When you introduce MPLS TE tunnels in MPLS VPN network, the continuous end-to-end LSP must be preserved even when the traffic flows across the MPLS TE tunnel. There are several ways to ensure the continuous end-to-end LSP between PE routers:
- MPLS TE tunnel is created on a PE-router and terminates at another PE-router. The end-to-end LSP required to forward MPLS VPN data is the tunnel LSP (Figure 1).
- MPLS TE tunnel is created on a P router, but terminates on a PE-router. The LDP-created LSP from an upstream PE-router is automatically stitched together with the MPLS TE LSP, resulting in a continuous end-to-end LSP (Figure 2).
- MPLS TE tunnel is created on a P router or terminates on a P router. Directed LDP session (enabled with the mpls ip interface configuration command on the tunnel head-end) has to be run across the MPLS TE tunnel to ensure continuous LSP across the tunnel (Figure 3).

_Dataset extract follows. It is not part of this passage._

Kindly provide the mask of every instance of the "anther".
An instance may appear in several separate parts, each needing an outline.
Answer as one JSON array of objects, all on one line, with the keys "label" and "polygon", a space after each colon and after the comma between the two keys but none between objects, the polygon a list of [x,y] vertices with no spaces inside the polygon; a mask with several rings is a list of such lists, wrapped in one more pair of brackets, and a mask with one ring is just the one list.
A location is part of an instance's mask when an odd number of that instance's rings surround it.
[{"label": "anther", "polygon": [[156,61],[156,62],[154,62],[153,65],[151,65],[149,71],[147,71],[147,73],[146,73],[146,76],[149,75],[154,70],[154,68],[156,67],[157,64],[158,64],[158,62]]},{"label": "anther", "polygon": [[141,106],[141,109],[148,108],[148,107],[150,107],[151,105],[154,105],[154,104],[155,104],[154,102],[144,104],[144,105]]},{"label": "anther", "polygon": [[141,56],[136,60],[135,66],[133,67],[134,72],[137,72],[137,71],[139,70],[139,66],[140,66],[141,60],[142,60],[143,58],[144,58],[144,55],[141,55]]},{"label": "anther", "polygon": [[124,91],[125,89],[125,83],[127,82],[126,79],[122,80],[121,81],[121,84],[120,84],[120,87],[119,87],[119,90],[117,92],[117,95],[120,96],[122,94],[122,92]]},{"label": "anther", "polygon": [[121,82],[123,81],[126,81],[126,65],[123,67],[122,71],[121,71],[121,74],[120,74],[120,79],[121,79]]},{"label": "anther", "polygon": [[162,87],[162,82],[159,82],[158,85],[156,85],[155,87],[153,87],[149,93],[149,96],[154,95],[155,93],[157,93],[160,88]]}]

If the LDP session is not run across a tunnel ends on a P router, the MPLS VPN packet entering the tunnel will lose the top label when arriving at the tunnel tail end and the tunnel tail end will try to switch the packet based on an MPLS VPN label which was assigned by another router (egress PE-router), resulting in broken MPLS VPN connectivity (Figure 4). The packet might also get propagated into an unpredictable direction.